Find Oldest Row Per Group?

  • This is my current script...

    ----------------------------------------

    SELECT Distinct

    "user_view"."fullName" as 'DRNAME',

    "FOLL_UP"."folder" as 'ACCT',

    "FOLL_UP"."pname" as 'PTNAME',

    case

    when def_type = 1 then 'Example1'

    when def_type = 2 then 'Example2'

    when def_type = 3 then 'Example3'

    end as "DTYPE",

    "DOCUMENT_NAMES"."TAG" as "DOCUMET NAME",

    e.pt_type as "PatType",

    DATEDIFF (day,"FOLL_UP"."AGEDATE", getdate()) as 'DAYS_SINCE',

    "FOLL_UP"."AGEDATE" as 'DATE'

    FROM "cab"."dbo"."user_view" "user_view" INNER JOIN "cab"."dbo"."FOLL_UP" "FOLL_UP" ON "user_view"."name"="FOLL_UP"."QUEUE"

    INNER JOIN "cab"."dbo"."DOCUMENT_NAMES" "DOCUMENT_NAMES" ON "FOLL_UP"."DOCTYPE_ID" = "DOCUMENT_NAMES"."DOCTYPE_ID" and "DOCUMENT_NAMES"."SET_ID" = 3

    INNER JOIN DB1..enc e (nolock) on e.enc = "FOLL_UP".folder and e.facility="FOLL_UP".facility

    WHERE "FOLL_UP"."FACILITY"='001' AND "FOLL_UP"."AGEDATE"<{ts '2012-03-20 00:00:00'} AND "FOLL_UP"."STATUS_ID"=2

    ORDER BY 'DRNAME' asc

    -----------------------------------------

    Results in..

    DRNAME, ACCT, PTNAME, DTYPE, DOCNAME, PATTYPE, Days Since, DATE

    Dr1, 1, PTNAME1, DTYPE1, DOCNAME1, PATTYPE1, Days Since = 20, SomeDate

    Dr1, 2, PTNAME2, DTYPE2, DOCNAME2, PATTYPE2, Days Since = 25, SomeDate

    Dr1, 3, PTNAME3, DTYPE3, DOCNAME3, PATTYPE3, Days Since = 10, SomeDate

    Dr2, 1, PTNAME1, DTYPE1, DOCNAME1, PATTYPE1, Days Since = 30, SomeDate

    Dr2, 2, PTNAME2, DTYPE2, DOCNAME2, PATTYPE2, Days Since = 19, SomeDate

    Dr2, 3, PTNAME3, DTYPE3, DOCNAME3, PATTYPE3, Days Since = 11, SomeDate

    Dr3, 1, PTNAME1, DTYPE1, DOCNAME1, PATTYPE1, Days Since = 2, SomeDate

    Dr3, 2, PTNAME2, DTYPE2, DOCNAME2, PATTYPE2, Days Since = 4, SomeDate

    Dr3, 3, PTNAME3, DTYPE3, DOCNAME3, PATTYPE3, Days Since = 5, SomeDate

    ------------------------------------------

    What I need to be able to get is just the following (Oldest Days Since per DRNAME Group)

    Dr1...., Days Since = 25

    Dr2...., Days Since = 30

    Dr3...., Days Since = 5

    I have been trying to figure this out using TOP and group by with no luck... I am new to this.
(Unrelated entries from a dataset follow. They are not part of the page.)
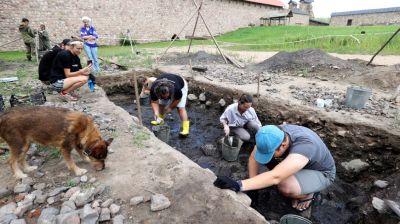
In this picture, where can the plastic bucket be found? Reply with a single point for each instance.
(230, 152)
(356, 97)
(161, 132)
(293, 219)
(144, 101)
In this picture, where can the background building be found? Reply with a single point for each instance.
(149, 20)
(385, 16)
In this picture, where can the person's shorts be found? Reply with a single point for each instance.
(58, 85)
(313, 181)
(182, 102)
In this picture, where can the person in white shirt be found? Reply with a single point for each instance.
(241, 119)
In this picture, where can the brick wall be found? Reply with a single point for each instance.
(367, 19)
(150, 19)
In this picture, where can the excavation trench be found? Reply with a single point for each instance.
(347, 201)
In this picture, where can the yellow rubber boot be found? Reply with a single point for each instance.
(185, 128)
(159, 120)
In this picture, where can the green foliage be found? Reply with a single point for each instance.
(51, 152)
(139, 137)
(12, 56)
(125, 40)
(4, 156)
(327, 38)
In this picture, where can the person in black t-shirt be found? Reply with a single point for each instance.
(169, 91)
(47, 60)
(67, 73)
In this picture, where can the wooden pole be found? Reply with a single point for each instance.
(383, 46)
(212, 36)
(137, 99)
(258, 87)
(194, 29)
(37, 48)
(191, 17)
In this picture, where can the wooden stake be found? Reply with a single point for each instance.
(191, 17)
(137, 99)
(258, 88)
(383, 46)
(212, 36)
(194, 29)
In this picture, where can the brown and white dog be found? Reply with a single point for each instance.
(51, 126)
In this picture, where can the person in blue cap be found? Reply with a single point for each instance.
(299, 164)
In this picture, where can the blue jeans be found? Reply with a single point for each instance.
(91, 53)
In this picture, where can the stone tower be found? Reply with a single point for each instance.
(292, 5)
(306, 6)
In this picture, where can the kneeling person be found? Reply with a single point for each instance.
(241, 119)
(67, 73)
(307, 165)
(169, 91)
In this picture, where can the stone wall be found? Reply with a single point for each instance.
(367, 19)
(299, 19)
(147, 20)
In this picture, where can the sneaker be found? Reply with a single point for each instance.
(67, 97)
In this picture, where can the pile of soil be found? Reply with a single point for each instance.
(198, 58)
(310, 61)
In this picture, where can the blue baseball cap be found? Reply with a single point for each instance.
(268, 139)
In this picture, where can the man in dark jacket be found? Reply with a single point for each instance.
(28, 36)
(47, 60)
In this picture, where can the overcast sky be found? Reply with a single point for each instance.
(324, 8)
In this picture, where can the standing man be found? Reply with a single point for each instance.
(28, 36)
(47, 60)
(241, 119)
(89, 35)
(44, 40)
(307, 166)
(169, 91)
(67, 73)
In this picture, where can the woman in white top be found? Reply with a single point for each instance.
(241, 119)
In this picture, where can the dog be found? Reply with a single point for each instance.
(51, 126)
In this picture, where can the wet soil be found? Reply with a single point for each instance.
(341, 203)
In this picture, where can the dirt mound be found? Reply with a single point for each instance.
(384, 78)
(200, 57)
(310, 60)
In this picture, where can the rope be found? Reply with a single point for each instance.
(305, 40)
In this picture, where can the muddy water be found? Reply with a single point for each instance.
(205, 129)
(346, 201)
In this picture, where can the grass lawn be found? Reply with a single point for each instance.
(345, 40)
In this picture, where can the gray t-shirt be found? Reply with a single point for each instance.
(305, 142)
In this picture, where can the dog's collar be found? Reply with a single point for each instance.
(88, 151)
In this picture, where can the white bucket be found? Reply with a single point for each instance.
(357, 97)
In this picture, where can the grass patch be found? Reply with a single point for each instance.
(12, 56)
(50, 152)
(4, 157)
(139, 137)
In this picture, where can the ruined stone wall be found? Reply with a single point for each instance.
(299, 19)
(367, 19)
(147, 20)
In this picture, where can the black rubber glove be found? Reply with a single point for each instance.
(225, 182)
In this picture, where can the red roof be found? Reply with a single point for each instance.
(268, 2)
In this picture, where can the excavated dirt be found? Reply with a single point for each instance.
(289, 85)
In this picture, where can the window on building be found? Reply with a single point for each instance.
(349, 22)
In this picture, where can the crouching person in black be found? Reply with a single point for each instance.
(47, 61)
(67, 73)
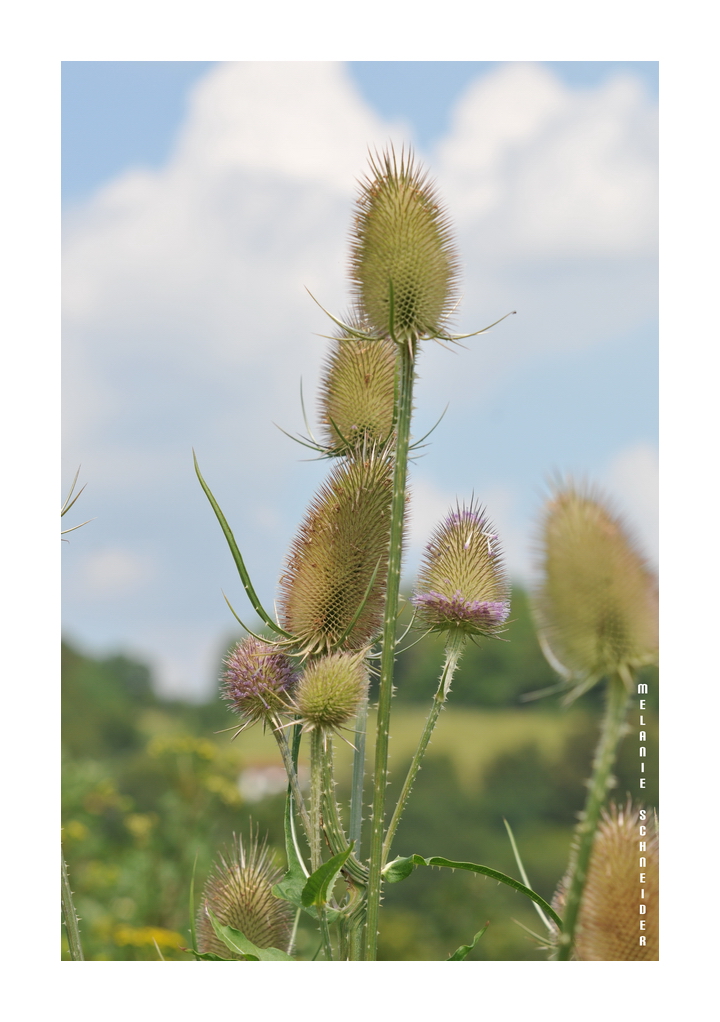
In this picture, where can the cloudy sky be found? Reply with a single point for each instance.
(200, 202)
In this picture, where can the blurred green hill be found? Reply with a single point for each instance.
(152, 790)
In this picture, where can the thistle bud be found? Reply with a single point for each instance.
(342, 543)
(617, 911)
(462, 585)
(403, 267)
(596, 606)
(357, 393)
(331, 690)
(256, 680)
(239, 893)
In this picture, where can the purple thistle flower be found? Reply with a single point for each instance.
(257, 679)
(481, 613)
(462, 585)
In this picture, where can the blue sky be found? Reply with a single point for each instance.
(200, 200)
(118, 113)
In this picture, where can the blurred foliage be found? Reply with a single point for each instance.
(152, 791)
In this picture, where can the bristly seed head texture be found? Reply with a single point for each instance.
(239, 893)
(357, 393)
(256, 680)
(331, 690)
(342, 541)
(462, 585)
(596, 604)
(612, 909)
(401, 251)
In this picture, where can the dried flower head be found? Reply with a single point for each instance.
(239, 893)
(596, 605)
(341, 545)
(357, 393)
(462, 585)
(331, 690)
(616, 910)
(403, 267)
(256, 680)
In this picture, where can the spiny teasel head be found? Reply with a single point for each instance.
(357, 393)
(341, 546)
(403, 266)
(331, 690)
(617, 910)
(257, 680)
(239, 893)
(462, 585)
(596, 603)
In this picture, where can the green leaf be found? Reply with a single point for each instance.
(398, 869)
(291, 886)
(237, 556)
(239, 943)
(465, 949)
(319, 886)
(199, 957)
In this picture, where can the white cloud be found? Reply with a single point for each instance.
(633, 477)
(187, 323)
(112, 571)
(536, 170)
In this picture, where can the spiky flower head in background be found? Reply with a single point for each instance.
(462, 584)
(357, 393)
(339, 559)
(403, 266)
(612, 910)
(257, 680)
(596, 604)
(331, 690)
(239, 893)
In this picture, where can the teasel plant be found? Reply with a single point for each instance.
(612, 917)
(337, 617)
(595, 609)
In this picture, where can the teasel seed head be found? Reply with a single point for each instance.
(357, 393)
(403, 266)
(257, 680)
(462, 585)
(596, 604)
(341, 545)
(331, 690)
(611, 911)
(239, 893)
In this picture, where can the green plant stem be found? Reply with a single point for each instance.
(399, 479)
(617, 702)
(316, 798)
(292, 778)
(317, 755)
(355, 824)
(69, 917)
(453, 651)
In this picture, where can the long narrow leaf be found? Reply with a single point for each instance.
(523, 874)
(239, 943)
(237, 556)
(319, 886)
(398, 869)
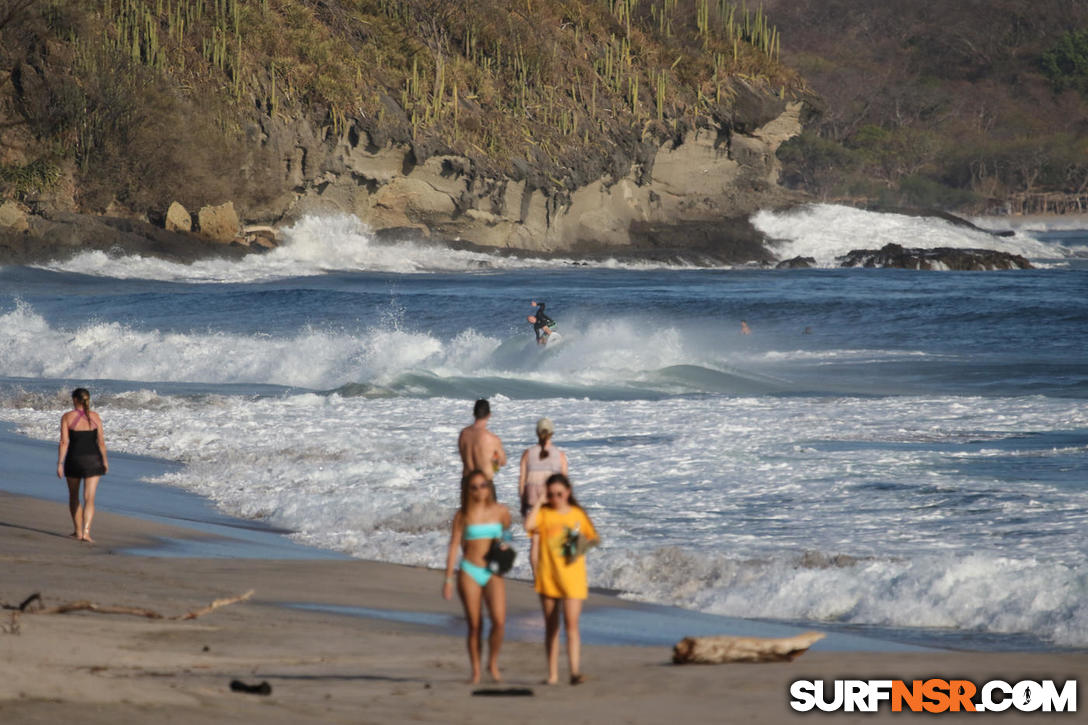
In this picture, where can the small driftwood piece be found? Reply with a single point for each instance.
(85, 605)
(214, 605)
(718, 650)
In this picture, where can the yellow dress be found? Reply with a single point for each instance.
(555, 576)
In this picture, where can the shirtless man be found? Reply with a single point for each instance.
(480, 449)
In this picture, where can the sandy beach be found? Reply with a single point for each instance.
(331, 667)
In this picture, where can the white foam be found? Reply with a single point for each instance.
(843, 510)
(824, 232)
(318, 245)
(613, 351)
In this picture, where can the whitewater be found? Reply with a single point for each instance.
(888, 450)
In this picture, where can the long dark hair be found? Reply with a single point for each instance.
(466, 480)
(82, 396)
(559, 478)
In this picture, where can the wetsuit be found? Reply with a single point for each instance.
(542, 320)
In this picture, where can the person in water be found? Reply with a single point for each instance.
(538, 464)
(479, 447)
(542, 323)
(82, 458)
(480, 519)
(566, 532)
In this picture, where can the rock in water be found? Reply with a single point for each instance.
(178, 219)
(219, 223)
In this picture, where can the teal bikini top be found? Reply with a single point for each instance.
(493, 530)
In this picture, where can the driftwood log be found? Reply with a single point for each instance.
(718, 650)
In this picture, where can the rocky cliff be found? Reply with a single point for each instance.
(560, 127)
(709, 175)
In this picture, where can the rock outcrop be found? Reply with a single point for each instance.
(219, 223)
(940, 258)
(712, 174)
(178, 219)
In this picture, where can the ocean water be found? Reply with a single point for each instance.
(888, 449)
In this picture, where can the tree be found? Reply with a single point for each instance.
(1066, 63)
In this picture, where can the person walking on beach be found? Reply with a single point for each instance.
(480, 520)
(82, 457)
(480, 449)
(538, 464)
(566, 532)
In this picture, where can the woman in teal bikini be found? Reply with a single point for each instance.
(480, 519)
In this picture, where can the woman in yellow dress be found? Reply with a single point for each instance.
(566, 532)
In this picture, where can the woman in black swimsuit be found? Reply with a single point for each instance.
(82, 457)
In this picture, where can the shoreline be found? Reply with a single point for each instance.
(188, 527)
(730, 241)
(330, 667)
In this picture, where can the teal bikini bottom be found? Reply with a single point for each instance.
(479, 574)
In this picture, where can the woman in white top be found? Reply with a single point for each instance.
(538, 464)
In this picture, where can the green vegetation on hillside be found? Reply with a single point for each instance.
(151, 99)
(977, 105)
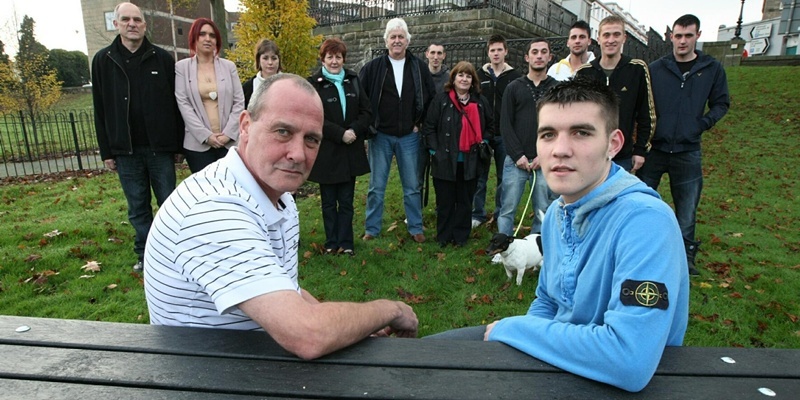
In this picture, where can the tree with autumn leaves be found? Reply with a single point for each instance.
(28, 83)
(284, 21)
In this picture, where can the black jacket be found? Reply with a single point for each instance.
(374, 74)
(519, 121)
(637, 112)
(442, 132)
(338, 162)
(681, 101)
(111, 95)
(493, 90)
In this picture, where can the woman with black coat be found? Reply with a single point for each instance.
(458, 120)
(341, 155)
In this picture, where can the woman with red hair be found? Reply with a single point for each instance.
(209, 96)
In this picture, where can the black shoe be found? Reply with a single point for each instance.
(692, 270)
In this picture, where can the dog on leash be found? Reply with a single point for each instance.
(517, 254)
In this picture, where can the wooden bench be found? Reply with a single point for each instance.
(70, 359)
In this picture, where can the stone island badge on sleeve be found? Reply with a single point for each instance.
(644, 294)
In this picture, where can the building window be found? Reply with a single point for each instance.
(110, 21)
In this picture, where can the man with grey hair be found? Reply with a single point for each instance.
(223, 249)
(138, 125)
(400, 87)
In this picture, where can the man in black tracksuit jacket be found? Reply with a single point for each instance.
(495, 76)
(139, 128)
(630, 80)
(683, 83)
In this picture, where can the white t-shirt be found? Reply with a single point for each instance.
(398, 67)
(216, 242)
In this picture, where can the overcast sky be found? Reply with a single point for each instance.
(59, 23)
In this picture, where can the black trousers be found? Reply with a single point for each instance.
(454, 207)
(337, 213)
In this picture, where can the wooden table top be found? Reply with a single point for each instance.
(70, 359)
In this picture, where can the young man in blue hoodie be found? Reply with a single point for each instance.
(683, 82)
(607, 302)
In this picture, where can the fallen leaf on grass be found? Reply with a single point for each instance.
(409, 297)
(52, 233)
(92, 266)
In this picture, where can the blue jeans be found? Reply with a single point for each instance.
(337, 213)
(479, 202)
(514, 180)
(137, 174)
(381, 150)
(685, 172)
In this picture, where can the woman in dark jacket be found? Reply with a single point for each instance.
(341, 155)
(458, 120)
(268, 63)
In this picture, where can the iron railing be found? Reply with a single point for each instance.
(51, 142)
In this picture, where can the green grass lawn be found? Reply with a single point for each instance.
(748, 222)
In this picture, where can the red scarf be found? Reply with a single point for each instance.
(470, 124)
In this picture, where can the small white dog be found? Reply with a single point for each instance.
(517, 254)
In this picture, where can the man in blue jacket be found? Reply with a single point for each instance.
(607, 303)
(683, 82)
(138, 125)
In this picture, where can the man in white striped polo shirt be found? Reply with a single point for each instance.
(222, 252)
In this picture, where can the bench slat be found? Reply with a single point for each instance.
(678, 361)
(325, 380)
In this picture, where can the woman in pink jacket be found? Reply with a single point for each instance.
(209, 96)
Sorry if this is obvious.

    Thank you!

  • When you say you've had no luck, do you mean you got an error message, or did you get the wrong results? What did you try? Here's a hint: you need to use the whole expression in your MAX function and GROUP BY clause, not just the alias you've given them in your query.

    John

  • Can you provide an example. All my attempts were last week and I did not save them. I just kept getting such and such field is not included in aggregate group by and must be included.etc,etc. Something to that nature.

  • How about some ddl and sample data? Then post what you have tried. The error message is pretty self explanatory. When using aggregates all non-aggregated columns must be included in the group by.

    _______________________________________________________________

    Need help? Help us help you.

    Read the article at http://www.sqlservercentral.com/articles/Best+Practices/61537/ for best practices on asking questions.

    Need to split a string? Try Jeff Modens splitter http://www.sqlservercentral.com/articles/Tally+Table/72993/.

    Cross Tabs and Pivots, Part 1 – Converting Rows to Columns - http://www.sqlservercentral.com/articles/T-SQL/63681/
    Cross Tabs and Pivots, Part 2 - Dynamic Cross Tabs - http://www.sqlservercentral.com/articles/Crosstab/65048/
    Understanding and Using APPLY (Part 1) - http://www.sqlservercentral.com/articles/APPLY/69953/
    Understanding and Using APPLY (Part 2) - http://www.sqlservercentral.com/articles/APPLY/69954/

  • Can't mess with your original query without lots of DDL, but I can show you how to take it from where you are now to where you want to be (with this):

    DECLARE @t TABLE

    (DRNAME VARCHAR(25), ACCT VARCHAR(25), PTNAME VARCHAR(25), DTYPE VARCHAR(25), DOCNAME VARCHAR(25)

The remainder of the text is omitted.